Whilst everything else is going on, I’ve got to find the time and let’s face it, the funds, to get my Racing Driver’s License so I can take part with Learned Counsel in the Le Mans Classic. Fortunately, as Learned Counsel is an old hand at this sort of caper, I have the benefit of his 40 years’ experience to draw on.
You may recall that we collected a second Jowett Jukebox from a lock-up in Birmingham last year and Learned Counsel has already amassed a sizeable collection of engine parts – certainly enough to make a racing engine with all the good bits and a spare to have in the back of the van, just in case. The engine for the racing car will have a newly made crank and, of course, the special close-ratio gearbox that was built for John Surtees.
First on my list of things-to-do is print off the Motor Sports Association (MSA) medical form and pop down to the doc’s to see if I’m fit for purpose. Then stump up the folding for the license and, after reading the MSA yearbook and watching the CD a few times, toddle off to Snetterton for the Association of Racing Drivers Schools (ARDS) test. This involves a couple of written papers, the first of which requires 100% to pass (a complete knowledge of the various coloured flags and the way they’re deployed is essential) and the second – I think one wrong answer is allowed. I don’t mind tests – I always think they’re rather interesting – but I’m of the view that to go in to a test unprepared and think that you can somehow wing it is a risky strategy.

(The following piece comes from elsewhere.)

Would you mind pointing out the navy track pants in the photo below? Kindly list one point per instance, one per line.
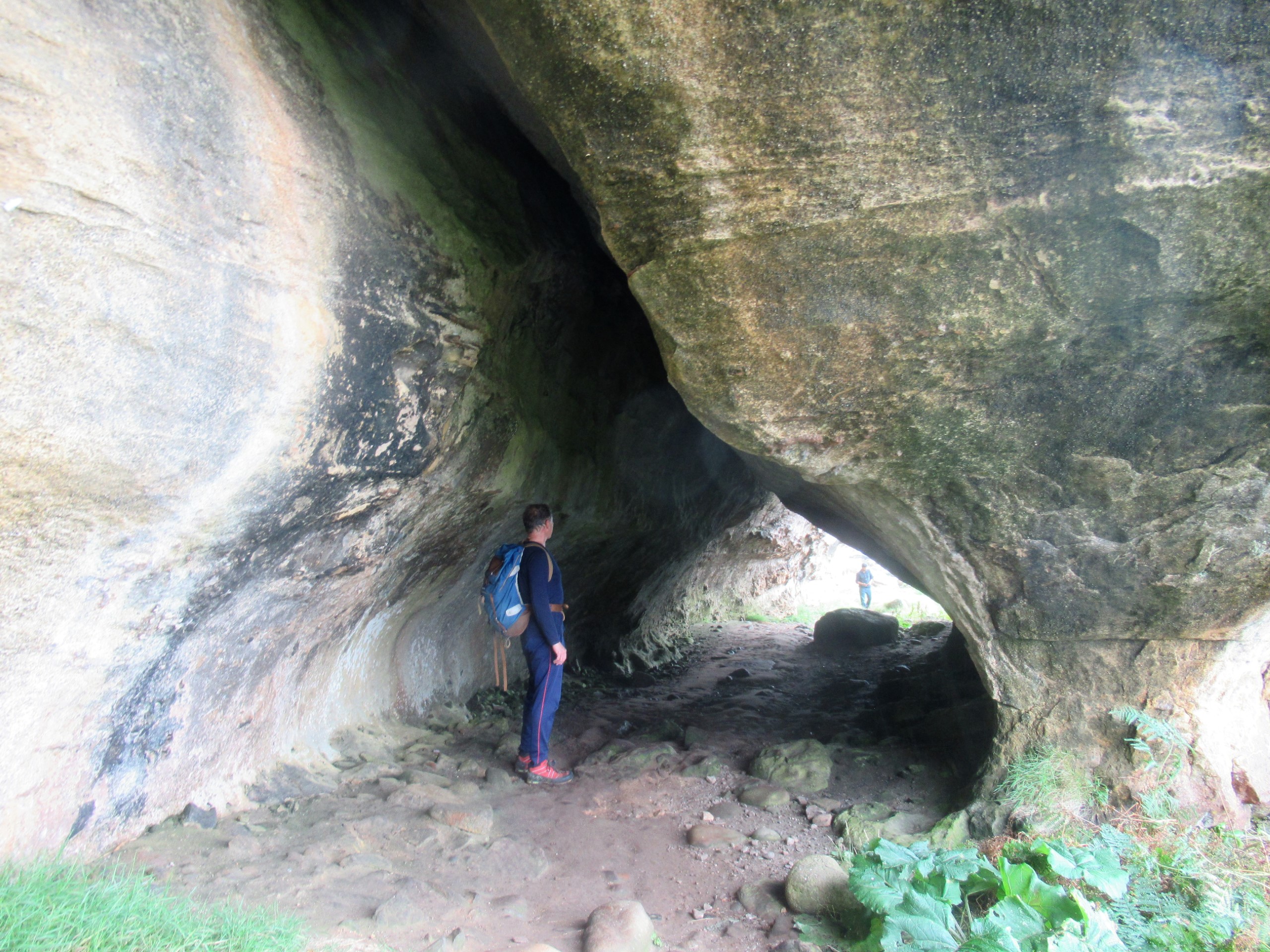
(541, 700)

So it’s fortunate that I was sent this week to Germany to do some undersea cable magnetising. Cuxhaven is on the Northern coast of Lower Saxony at the mouth of the River Elbe. It’s quite a long drive from Calais (the overnight Harwich – Hook of Holland ferry was out of action on the night we had to leave) so a stop in Eindhoven made the journey less arduous. The Siddis Mariner hadn’t yet arrived by the time we pulled into the dock at Cuxhaven but there wasn’t a long wait and the magnetising kit was set up on deck by 10.00pm ready for an early start the following morning.
I collected last weekend, a couple of bits for the Riley racing car; a block and another rear axle and half shafts that the owner had forgotten he had. I began to think that I’d wasted rather a lot of time altering the Merlin rear axle but perhaps not.
The second axle, although complete and the casing already turned to fit the retaining clamps, weighs almost as much as the rest of the car. And I think it’s a torque tube type so that makes it even heavier.
A new bread-maker has provided the inspiration for further experiments in home baking. Wheatgerm (the good stuff they extract from flour in the milling process) is now a regular ingredient, as is oatmeal. Dried dates are flavour of the month and that accolade might be extended also to dried apricots though The Ambassador’s Daughter tells me that the sulphur dioxide that’s used to retain their yellowy-orange colour in the packet, is very bad news – dried apricots should be a more yucky brown.
The road to Le Mans could be fraught with all manner of peril.